Back then, I was a wee bit intimidated by the idea of a Men's only
club… having attended college and university with many
feminists. But now having also attended their “Big Night” event,
and having been welcomed so warmly by many of the members… I felt
real comfortable. Without the presence of female partners to
attend to, we were all free to discuss Burns, haggis, and
Andy Miller plays bagpipes in the Vancouver Police Pipe Band – photo Ian Mason
A good feeling of cameraderie filled the room. Many of the club's
members are retired, and they all carry themselves like grandfatherly
elders – full of wisdom and benevolence. Indeed, they seemed both
amused and very supportive that I, a youngish Chinese Canadian, is
regularly hosting an annual Robbie Burns Dinner for 400+ people.
There were four tables of ten in the upstairs salon rooms, with an
attended bar featuring Glenlivet and Glenfiddich scotch, as well as
beers and wines.
The host of our table was Dr. Ian Mason, president of the club, who had
spoken at the Gung Haggis Fat Choy World Poetry Night at the Vancouver
Public Library on January 16, and also came to attend the Gung Haggis
Fat Choy Robbie Burns Chinese New Year dinner on January 22nd.
A piper named Andy, who is now recently retired from theVancouver
Police Pipe band sat on my left. We talked about Constable Tim
Fanning, of the Vancouver Police Force who plays both highland pipes.
the smaller Irish pipes and penny whistles, and who had appeared in the CBC television special “Gung Haggis Fat Choy.”
Andy Miller shows me how to hold his bagpipes. They are incredibly ornate. He is a wonderful piper, and a lovely man, sharing much knowledgable information with me. – photo Ian Mason.
Andy was piped in the haggis, and was followed by other members of our
table… Colin (the sword bearer), Strachan (who was the 2nd sword
bearer), and Donald. They were joined by the chef (an Asian man!)
who carried the haggis nestled on the plate on a bed of mashed neeps
and tatties. They paraded around the room and down the centre
aisle to finally set haggis down on the presentation table. Drams
of whiskey were downed by each of the haggis parade party, then Donald
gave a splendid reading of the Address To A Haggis.

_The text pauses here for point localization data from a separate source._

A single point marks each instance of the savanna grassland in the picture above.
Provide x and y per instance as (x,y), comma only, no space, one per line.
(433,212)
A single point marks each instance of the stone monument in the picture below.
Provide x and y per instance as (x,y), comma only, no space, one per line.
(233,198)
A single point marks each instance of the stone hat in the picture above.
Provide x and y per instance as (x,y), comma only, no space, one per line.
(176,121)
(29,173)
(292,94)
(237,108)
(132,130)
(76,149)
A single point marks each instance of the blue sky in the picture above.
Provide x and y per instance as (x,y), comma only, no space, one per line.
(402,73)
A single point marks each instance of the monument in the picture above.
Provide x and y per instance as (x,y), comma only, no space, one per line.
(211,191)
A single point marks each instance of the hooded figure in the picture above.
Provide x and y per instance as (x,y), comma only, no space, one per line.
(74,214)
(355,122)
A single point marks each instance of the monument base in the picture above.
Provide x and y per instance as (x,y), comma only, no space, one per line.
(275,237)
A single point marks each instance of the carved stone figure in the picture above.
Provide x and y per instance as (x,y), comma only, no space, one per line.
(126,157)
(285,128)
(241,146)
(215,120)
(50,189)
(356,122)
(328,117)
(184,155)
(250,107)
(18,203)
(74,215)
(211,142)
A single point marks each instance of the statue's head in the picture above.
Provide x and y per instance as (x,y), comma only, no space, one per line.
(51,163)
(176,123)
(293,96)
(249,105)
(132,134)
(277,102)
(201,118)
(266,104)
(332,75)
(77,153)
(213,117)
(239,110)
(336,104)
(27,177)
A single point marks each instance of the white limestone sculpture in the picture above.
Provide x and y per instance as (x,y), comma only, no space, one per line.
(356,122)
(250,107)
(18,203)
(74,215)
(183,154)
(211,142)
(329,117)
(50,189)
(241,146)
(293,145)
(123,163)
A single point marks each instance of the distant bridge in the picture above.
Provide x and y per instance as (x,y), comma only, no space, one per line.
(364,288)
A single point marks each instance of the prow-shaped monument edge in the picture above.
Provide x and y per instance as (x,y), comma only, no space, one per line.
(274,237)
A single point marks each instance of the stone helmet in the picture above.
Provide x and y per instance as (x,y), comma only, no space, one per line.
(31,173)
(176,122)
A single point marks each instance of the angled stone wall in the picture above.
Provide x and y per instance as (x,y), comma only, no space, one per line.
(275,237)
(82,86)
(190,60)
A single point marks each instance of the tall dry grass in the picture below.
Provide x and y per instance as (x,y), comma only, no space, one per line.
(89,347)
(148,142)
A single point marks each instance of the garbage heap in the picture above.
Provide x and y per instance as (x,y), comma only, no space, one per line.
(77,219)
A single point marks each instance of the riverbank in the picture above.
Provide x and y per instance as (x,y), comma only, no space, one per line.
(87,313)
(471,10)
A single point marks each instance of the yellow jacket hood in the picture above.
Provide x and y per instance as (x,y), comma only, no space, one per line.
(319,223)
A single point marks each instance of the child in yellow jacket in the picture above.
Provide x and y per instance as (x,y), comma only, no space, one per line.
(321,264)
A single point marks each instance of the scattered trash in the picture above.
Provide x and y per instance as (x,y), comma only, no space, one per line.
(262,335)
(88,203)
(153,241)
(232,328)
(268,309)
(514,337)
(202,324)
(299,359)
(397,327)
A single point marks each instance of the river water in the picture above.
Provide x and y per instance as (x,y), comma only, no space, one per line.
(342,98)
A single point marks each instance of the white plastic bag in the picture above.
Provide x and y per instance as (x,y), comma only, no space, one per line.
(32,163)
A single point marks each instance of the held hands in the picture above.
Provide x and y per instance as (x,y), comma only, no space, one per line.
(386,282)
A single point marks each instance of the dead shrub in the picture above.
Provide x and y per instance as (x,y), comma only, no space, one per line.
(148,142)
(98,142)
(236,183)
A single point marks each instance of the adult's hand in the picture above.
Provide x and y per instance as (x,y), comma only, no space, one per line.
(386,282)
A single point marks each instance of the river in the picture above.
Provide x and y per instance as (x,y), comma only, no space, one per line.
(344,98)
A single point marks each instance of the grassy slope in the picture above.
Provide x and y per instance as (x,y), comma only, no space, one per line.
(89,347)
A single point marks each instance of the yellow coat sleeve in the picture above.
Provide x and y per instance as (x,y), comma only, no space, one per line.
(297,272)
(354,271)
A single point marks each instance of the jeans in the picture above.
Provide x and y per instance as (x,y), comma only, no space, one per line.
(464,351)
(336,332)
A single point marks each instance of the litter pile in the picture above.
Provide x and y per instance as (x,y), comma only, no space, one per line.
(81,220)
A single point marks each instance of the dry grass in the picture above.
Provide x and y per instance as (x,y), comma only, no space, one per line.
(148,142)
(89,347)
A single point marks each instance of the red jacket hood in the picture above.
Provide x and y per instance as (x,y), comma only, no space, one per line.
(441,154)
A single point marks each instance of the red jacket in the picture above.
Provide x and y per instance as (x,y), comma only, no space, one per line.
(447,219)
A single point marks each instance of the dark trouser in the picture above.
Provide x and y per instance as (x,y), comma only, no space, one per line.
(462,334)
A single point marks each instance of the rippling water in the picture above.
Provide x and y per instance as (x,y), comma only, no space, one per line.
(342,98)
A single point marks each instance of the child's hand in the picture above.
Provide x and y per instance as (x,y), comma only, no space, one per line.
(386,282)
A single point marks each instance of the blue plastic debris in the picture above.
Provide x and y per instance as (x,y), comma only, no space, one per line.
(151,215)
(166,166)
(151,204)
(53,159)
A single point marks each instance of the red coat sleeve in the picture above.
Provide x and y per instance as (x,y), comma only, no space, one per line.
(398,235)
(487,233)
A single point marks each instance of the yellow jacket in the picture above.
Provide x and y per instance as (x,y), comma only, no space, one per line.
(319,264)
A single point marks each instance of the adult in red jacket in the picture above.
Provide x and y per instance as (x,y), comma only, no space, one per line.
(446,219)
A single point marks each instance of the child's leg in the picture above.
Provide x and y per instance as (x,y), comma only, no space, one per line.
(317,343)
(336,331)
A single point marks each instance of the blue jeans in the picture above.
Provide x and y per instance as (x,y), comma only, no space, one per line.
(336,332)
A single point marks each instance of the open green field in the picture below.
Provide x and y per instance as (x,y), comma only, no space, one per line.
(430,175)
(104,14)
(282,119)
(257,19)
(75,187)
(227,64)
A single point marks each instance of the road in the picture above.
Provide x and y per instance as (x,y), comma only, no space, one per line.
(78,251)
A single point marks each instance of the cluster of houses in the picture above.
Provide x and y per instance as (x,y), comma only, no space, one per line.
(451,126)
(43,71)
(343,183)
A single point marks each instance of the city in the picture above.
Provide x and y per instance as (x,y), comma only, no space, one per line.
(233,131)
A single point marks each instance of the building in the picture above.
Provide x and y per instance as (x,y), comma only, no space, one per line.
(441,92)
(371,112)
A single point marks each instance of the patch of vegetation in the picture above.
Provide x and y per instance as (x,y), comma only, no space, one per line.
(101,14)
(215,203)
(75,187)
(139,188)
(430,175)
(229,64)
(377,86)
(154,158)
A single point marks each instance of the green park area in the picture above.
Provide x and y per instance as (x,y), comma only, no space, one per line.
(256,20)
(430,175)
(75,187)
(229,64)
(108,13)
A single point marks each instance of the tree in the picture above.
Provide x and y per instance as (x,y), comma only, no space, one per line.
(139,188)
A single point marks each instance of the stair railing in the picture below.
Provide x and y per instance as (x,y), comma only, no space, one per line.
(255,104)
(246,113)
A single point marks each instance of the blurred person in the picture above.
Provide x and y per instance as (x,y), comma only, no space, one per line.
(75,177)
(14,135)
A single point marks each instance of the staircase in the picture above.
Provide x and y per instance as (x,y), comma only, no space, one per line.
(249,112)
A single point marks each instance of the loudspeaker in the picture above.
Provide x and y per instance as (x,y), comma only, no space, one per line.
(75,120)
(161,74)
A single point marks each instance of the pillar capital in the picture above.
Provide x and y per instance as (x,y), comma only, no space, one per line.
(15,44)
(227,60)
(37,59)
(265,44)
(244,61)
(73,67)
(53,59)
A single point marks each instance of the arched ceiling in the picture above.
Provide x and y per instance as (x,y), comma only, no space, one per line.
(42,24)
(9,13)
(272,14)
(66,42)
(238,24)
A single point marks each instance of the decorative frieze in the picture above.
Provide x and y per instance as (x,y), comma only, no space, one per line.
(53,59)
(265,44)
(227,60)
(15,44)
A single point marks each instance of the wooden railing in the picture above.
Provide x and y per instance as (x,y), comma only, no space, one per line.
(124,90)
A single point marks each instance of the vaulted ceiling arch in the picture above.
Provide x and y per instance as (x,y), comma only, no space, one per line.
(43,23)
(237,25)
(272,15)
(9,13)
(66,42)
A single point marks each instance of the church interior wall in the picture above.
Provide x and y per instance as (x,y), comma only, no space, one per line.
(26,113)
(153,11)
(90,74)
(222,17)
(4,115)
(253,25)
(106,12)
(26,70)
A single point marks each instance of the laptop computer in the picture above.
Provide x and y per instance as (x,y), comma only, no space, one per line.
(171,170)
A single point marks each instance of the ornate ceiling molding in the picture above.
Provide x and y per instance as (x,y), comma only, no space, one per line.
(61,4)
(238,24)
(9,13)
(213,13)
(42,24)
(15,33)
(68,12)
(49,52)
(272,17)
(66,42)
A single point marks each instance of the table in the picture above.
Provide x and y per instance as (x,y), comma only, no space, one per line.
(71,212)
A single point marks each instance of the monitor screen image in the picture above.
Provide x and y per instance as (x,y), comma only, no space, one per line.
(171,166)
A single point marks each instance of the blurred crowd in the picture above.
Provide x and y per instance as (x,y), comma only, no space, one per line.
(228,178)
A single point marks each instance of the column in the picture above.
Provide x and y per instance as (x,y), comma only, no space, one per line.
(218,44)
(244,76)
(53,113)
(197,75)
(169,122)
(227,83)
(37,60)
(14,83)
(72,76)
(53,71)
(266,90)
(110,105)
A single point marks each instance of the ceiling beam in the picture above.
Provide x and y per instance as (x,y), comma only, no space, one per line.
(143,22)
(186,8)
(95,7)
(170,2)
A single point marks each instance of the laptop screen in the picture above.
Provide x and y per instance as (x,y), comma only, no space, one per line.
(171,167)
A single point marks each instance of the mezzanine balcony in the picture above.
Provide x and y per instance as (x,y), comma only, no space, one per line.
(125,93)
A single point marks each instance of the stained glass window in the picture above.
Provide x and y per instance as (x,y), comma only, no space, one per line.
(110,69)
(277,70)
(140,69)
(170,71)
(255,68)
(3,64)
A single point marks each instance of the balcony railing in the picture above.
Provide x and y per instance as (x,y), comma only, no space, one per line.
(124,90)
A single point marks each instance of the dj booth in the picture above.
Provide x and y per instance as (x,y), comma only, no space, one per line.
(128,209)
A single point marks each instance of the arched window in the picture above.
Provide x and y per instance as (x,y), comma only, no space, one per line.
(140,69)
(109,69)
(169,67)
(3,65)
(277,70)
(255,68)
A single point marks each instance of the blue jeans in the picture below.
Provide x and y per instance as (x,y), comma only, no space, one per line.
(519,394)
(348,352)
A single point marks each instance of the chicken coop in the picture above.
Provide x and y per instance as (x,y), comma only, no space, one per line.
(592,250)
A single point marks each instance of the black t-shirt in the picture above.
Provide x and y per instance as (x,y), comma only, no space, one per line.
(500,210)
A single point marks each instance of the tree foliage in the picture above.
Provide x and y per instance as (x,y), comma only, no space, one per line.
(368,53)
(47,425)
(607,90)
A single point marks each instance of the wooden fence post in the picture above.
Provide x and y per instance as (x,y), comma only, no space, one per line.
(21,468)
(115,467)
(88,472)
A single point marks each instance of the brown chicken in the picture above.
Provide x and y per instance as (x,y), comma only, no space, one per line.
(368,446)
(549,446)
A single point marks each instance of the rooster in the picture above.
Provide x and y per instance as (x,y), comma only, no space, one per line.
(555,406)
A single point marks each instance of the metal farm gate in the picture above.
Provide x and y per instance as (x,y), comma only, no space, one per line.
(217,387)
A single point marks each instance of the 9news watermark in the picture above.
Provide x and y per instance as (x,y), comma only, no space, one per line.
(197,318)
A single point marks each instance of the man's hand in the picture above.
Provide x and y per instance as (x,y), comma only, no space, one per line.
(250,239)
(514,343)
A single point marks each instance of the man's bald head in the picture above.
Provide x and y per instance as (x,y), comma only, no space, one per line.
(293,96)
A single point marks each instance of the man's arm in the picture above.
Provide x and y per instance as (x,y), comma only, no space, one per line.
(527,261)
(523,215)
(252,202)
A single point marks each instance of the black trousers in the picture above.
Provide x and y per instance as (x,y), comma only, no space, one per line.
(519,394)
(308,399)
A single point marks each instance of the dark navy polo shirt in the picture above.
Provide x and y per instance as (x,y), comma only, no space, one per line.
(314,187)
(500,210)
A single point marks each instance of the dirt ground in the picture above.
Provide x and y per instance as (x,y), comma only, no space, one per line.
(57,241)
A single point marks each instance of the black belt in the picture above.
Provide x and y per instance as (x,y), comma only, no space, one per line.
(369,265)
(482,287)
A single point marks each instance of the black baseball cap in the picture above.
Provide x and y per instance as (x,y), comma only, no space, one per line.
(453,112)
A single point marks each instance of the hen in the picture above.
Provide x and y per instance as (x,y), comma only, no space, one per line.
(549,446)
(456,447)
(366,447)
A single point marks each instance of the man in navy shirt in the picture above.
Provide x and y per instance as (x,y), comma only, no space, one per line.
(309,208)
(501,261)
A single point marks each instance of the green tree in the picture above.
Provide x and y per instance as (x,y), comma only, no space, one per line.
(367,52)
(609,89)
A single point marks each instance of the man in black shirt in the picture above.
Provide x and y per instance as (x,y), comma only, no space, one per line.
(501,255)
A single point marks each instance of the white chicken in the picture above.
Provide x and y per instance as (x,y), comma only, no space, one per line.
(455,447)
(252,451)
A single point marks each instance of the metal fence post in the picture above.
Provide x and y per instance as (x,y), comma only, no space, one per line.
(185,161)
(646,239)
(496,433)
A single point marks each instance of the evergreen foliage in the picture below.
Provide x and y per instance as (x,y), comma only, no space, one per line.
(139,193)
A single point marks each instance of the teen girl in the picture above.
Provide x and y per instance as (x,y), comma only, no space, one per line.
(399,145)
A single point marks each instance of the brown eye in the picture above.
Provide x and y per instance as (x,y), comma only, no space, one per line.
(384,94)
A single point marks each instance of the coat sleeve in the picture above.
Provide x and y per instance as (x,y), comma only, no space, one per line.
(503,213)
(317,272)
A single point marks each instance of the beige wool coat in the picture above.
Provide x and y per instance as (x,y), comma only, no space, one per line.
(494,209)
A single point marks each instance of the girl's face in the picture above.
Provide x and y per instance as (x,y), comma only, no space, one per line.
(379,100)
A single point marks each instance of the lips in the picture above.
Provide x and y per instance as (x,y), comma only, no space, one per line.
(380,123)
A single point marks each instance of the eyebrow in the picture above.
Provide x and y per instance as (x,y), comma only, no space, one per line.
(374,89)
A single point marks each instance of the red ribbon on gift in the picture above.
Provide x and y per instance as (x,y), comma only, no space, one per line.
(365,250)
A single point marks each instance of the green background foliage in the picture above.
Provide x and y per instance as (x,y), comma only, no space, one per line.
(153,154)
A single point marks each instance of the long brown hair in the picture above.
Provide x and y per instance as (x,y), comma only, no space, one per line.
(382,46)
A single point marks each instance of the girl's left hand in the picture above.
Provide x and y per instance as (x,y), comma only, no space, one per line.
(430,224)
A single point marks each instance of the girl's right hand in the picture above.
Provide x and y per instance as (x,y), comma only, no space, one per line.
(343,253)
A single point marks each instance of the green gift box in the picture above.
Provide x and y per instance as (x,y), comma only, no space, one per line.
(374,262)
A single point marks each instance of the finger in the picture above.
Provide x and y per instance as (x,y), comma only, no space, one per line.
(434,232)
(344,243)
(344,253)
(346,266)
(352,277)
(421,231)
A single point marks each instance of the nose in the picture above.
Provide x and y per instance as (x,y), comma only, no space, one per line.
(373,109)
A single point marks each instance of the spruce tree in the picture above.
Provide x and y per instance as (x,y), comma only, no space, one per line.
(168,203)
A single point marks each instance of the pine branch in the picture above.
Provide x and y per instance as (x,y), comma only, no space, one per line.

The haggis was very nice… almost like a meat loaf. We discussed
the three major types of haggis found in the Vancouver area. This
one came from North Vancouver on Keith Road, near Queensbury. The
other types are a spicier haggis with a liver pate quality made by
Peter Black at Park Royal South (which I feature at Gung Haggis Fat
Choy) and a more traditional dryer lard recipe – which I don't
like. We all had second helpings of the haggis.
A nice roast beef dinner followed the haggis, and the dinner
conversation was very pleasant. Andy told me about his visits to
Hong Kong, with the Vancouver Police Pipe Band. Donald asked me about
Gung Haggis Fat Choy. They liked that at the GHFC dinner, we
share the verses of Address To A Haggis with different members of the
audience. And people were delighted to hear that some of the
Adressees had included Faye Leung (the hat lady), and former MP/MLA Ian
Wadell (actually born in Scotland).
The formal part of the evening was hosted by Fraser, a wonderful MC
looking very smart in kilt and tuxedo. A talk about the
Tarbolton's Batchelor's club was first, followed by several other
addresses that included: a history of Scots in Canada, a Toast to
the Lassies, and finally the “Immortal Memory” of Burns – read by
Robert Armour from our table.
Of the talks, I was most fascinated by the history of Scots in Canada,
which described how many Scots had come to Canada due to the Highland
Clearings, and also Loyalists from the then soon-to-be United
States… Of course the Scots became adept at exploring Canada,
and helping to develop both the Hudson's Bay Company and the Northwest
Company. Everytime I attend an event by the Burns Club of
Vancouver I learn more about Burns and Scottish culture.
These are all good men, who revel at the universal values promoted by Burns in which “a man's a man for all that and all that.”